The National Library Board was probably the first to recognise my status as “senior citizen”. I get one hour of free internet use at the library every day. Yesterday, when I was paying for a bottle of DHA supplements for my son, Watsons recognised me as a “senior citizen” as well. I got a 10% discount and a cute little sticker on my Watsons card.
Should I lament or rejoice? Yes, I’ve not only grown up, I’ve grown old. But no card can convince me that I’m an older and wiser individual. It was an unfortunate incident in the family which proved that I had indeed “come of age”.
Way back in 2005, doctors found a malignant tumour attached to my father’s colon. It was a slow-growing lymphoma. The surgeon had assured us that the surgery would just take 2 hours and the risks were low. My father was wheeled into the theatre at about 8.00am. At 10.00am, he was still not out. I received a call from the surgeon. The tumour was lying very close to a major artery. He had to call in the vascular surgeon to perform microsurgery to separate the capsule of the tumour from the artery. There was a high chance of puncturing the artery in which case they would need to cut away that portion of the artery and harvest a graft from the femoral vein. He warned that the risks would be significantly higher. With my father lying on the operating table under GA and his abdomen cut open, it was left to me to make a life and death decision for him. If I decided not to take the risk, they would stitch my father up, tumour intact. In a waiting room full of crying and praying people, I bravely asked the surgeon to proceed.
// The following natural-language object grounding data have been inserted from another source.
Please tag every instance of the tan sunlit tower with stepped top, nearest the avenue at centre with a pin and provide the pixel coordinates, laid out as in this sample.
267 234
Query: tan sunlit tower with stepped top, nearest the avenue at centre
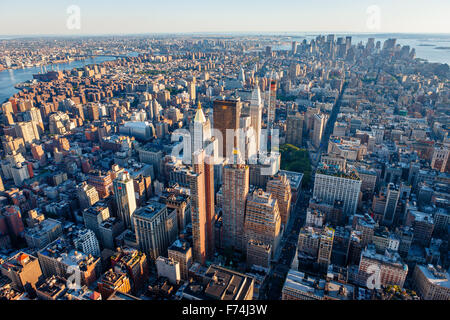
262 219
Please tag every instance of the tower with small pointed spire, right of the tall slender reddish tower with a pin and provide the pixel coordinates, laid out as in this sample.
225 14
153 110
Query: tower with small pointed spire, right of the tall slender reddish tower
235 191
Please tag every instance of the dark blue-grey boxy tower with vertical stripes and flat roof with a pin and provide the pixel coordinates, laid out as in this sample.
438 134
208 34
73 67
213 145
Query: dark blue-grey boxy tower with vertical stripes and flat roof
150 228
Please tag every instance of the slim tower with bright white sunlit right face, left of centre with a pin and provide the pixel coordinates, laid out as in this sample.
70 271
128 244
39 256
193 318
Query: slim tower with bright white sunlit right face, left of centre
125 199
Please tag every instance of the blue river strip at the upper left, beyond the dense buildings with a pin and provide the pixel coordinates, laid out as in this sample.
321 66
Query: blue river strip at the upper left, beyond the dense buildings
9 78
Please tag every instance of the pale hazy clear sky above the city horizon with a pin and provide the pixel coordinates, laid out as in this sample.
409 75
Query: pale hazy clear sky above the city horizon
168 16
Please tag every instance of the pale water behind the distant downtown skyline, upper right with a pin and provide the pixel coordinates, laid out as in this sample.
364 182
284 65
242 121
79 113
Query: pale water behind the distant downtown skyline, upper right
428 52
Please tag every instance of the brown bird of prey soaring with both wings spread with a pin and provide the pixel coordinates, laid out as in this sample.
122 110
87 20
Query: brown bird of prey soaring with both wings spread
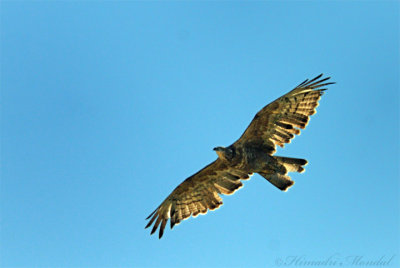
253 152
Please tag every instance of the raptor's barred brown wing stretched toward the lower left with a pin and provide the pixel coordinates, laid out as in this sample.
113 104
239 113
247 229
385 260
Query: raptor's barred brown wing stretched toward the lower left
197 194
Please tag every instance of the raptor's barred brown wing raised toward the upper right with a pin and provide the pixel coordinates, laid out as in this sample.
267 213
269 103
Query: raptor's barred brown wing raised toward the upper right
279 121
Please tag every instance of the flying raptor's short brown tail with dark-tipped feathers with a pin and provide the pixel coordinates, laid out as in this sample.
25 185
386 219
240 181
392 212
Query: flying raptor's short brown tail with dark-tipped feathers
277 175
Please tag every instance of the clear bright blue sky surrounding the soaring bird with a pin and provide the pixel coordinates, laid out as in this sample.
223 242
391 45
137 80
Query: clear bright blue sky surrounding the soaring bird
106 107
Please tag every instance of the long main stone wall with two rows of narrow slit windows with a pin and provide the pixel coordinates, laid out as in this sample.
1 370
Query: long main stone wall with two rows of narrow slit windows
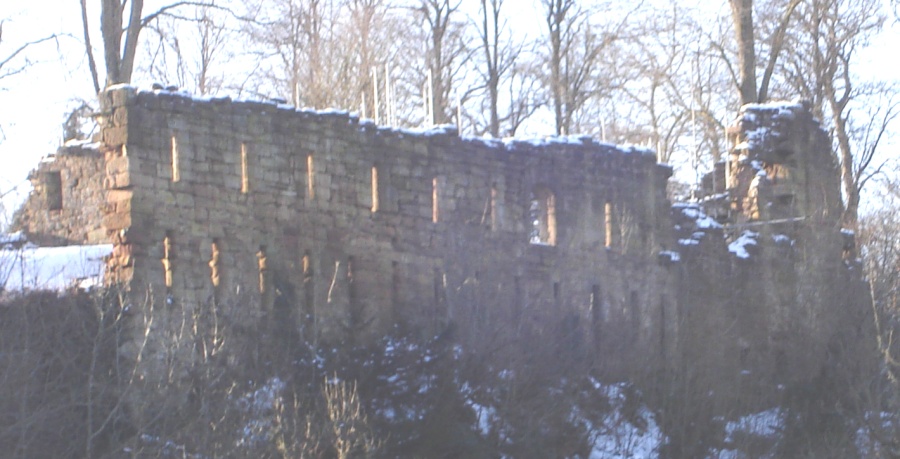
351 228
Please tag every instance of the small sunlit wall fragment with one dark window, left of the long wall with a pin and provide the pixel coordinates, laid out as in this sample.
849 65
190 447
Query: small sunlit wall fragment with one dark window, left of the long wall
65 205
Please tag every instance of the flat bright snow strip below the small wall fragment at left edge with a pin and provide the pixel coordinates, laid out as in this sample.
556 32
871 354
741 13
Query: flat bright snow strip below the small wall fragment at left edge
52 268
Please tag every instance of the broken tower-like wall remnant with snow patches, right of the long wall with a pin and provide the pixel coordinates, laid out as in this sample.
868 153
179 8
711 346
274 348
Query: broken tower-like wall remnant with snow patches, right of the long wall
794 301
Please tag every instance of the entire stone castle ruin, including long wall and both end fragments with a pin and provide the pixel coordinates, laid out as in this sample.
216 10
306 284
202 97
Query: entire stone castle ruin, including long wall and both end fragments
340 230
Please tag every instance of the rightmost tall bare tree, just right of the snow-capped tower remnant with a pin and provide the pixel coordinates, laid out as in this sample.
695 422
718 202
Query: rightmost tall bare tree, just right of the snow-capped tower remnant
830 36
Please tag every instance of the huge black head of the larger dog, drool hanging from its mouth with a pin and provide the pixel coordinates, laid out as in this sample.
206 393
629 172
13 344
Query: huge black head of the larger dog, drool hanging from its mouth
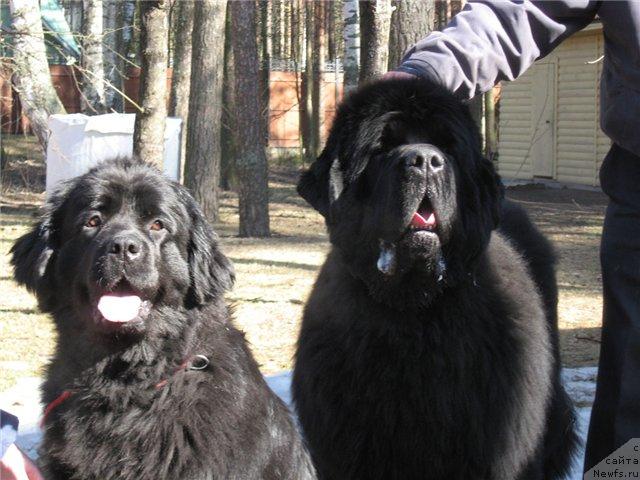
402 185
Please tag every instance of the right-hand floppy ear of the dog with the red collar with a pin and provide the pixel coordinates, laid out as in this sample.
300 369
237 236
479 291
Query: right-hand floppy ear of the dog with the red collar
211 272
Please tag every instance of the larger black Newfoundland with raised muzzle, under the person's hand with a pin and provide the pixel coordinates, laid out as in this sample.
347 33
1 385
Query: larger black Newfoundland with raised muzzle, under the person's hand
429 345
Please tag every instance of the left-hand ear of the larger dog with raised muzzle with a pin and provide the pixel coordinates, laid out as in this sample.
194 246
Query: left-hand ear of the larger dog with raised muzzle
323 182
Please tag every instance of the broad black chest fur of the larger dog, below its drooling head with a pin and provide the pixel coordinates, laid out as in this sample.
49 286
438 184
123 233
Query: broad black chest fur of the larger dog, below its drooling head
430 372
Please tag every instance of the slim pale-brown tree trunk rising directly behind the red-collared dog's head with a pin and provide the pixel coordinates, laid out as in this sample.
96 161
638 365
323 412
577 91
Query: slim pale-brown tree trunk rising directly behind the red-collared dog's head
148 135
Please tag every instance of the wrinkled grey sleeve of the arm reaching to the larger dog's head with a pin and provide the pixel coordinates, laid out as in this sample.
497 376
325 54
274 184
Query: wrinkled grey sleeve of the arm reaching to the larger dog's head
490 41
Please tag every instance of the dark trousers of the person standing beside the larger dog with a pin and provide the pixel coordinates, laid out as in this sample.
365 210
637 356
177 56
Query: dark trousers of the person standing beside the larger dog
615 418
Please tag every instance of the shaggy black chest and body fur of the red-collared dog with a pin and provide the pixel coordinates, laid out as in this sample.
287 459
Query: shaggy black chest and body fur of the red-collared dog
120 423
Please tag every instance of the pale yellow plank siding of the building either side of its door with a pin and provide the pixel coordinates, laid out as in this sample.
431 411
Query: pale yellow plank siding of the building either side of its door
578 144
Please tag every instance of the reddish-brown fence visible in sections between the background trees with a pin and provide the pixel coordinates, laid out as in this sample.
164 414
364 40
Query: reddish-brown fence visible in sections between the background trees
284 113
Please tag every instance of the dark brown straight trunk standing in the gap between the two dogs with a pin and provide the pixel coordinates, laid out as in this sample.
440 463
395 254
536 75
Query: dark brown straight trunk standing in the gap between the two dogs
251 163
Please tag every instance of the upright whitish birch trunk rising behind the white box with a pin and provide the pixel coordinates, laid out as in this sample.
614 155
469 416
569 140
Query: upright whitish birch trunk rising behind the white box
92 100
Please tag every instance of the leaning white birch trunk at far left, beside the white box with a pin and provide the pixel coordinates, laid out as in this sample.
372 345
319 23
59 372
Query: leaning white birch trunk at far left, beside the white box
31 75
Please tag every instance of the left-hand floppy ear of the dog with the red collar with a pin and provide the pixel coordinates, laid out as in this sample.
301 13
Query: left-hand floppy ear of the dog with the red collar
33 254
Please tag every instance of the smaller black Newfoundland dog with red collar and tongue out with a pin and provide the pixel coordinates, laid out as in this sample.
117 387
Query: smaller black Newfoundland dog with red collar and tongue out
150 379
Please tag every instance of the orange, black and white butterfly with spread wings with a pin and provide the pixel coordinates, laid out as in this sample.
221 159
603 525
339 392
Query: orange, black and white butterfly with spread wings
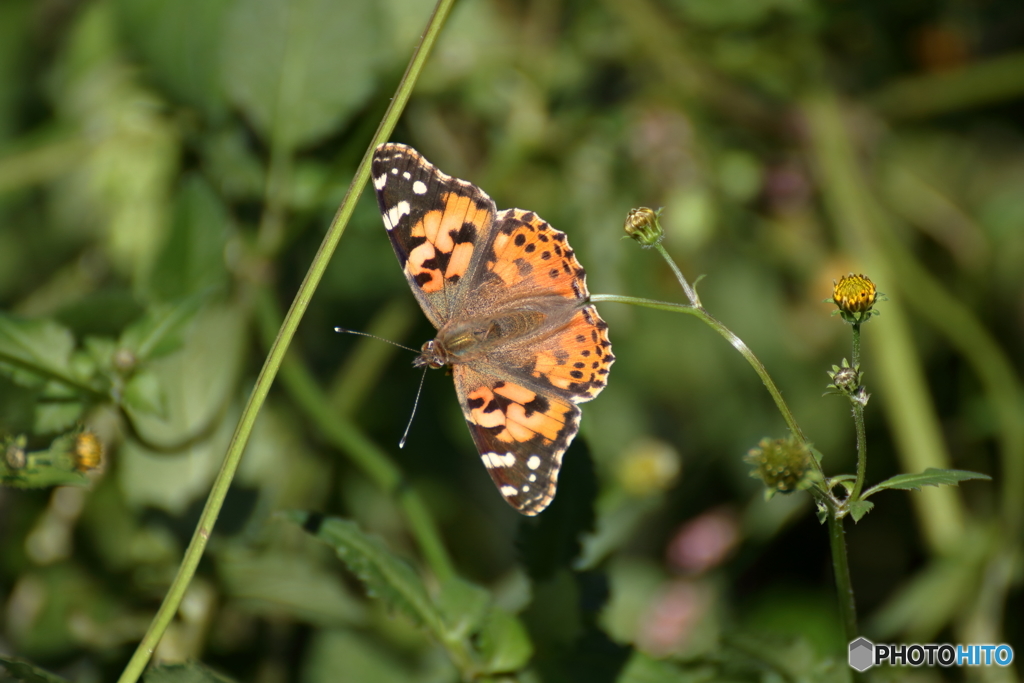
515 323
The 2-hour surgery turned out to be a 12-hour ordeal for me. My father was wheeled out and sent to a high dependency ward. A few minor complications got me worried for a while, but my father was eventually discharged. After a course of chemotherapy which he bravely went through, he recovered and is still healthy today at a ripe old age of 82.
Unless we die young, we all grow old. Unless our kids die young, they grow up and hopefully surpass us. At different stages of our lives, we play different roles. Helpless as a baby, we were completely dependent on our parents to feed and nurture us. But what happens when you’re grown up, received a good education your father or mother is the one lying helpless on the operating table waiting for you to make a life and death decision for them? Can you afford to cry like a baby or come to a rational decision and take full responsibility for it? Yes, at some point in time, we will have to parent our parents. At some point in time, our children whom we are parenting now will have to take care of us, point out our mistakes and treat us like kids when we go senile.
It is quite absurd that anyone should compare governing with parenting, especially over dinner. Luckily I didn’t go or I would certainly sprayed everyone around me with half-chewed rice. It is even stranger that a country that has been, for decades, run like a company, without any apologies, is now claiming that it is a family. But it is a fact that in the past, when citizens were not well-educated and had few ideas on which direction to go in nation-building, the government at that time charted a brilliant course that turned Singapore into a developed country. Things have
In fact, relationship between the government and the people is like that between employer and employee. This is not an analogy. It is a fact. If anyone feels that the government is not doing its job, he/she has the right and not privilege to vote that government out or push for reforms. I find it rather disingenuous to bring the concept of “family” into politics. It may give people the wrong idea as they are already seeing a lot of “family” in Singapore politics.
Nevertheless, while we can’t morally change our parents, we can, without any guilt whatsoever, change our government – either by sacking it in an election or by pressuring it to make changes for the better of our country. I don’t care whether they call it squabbling. As long as improvements are made, it’s productive squabbling. We can’t expect our teenagers not to squabble with us. It’s part of growing up and when our children reach adulthood, they may make better decisions for themselves than we can. What more if the “children” are already 49 years old?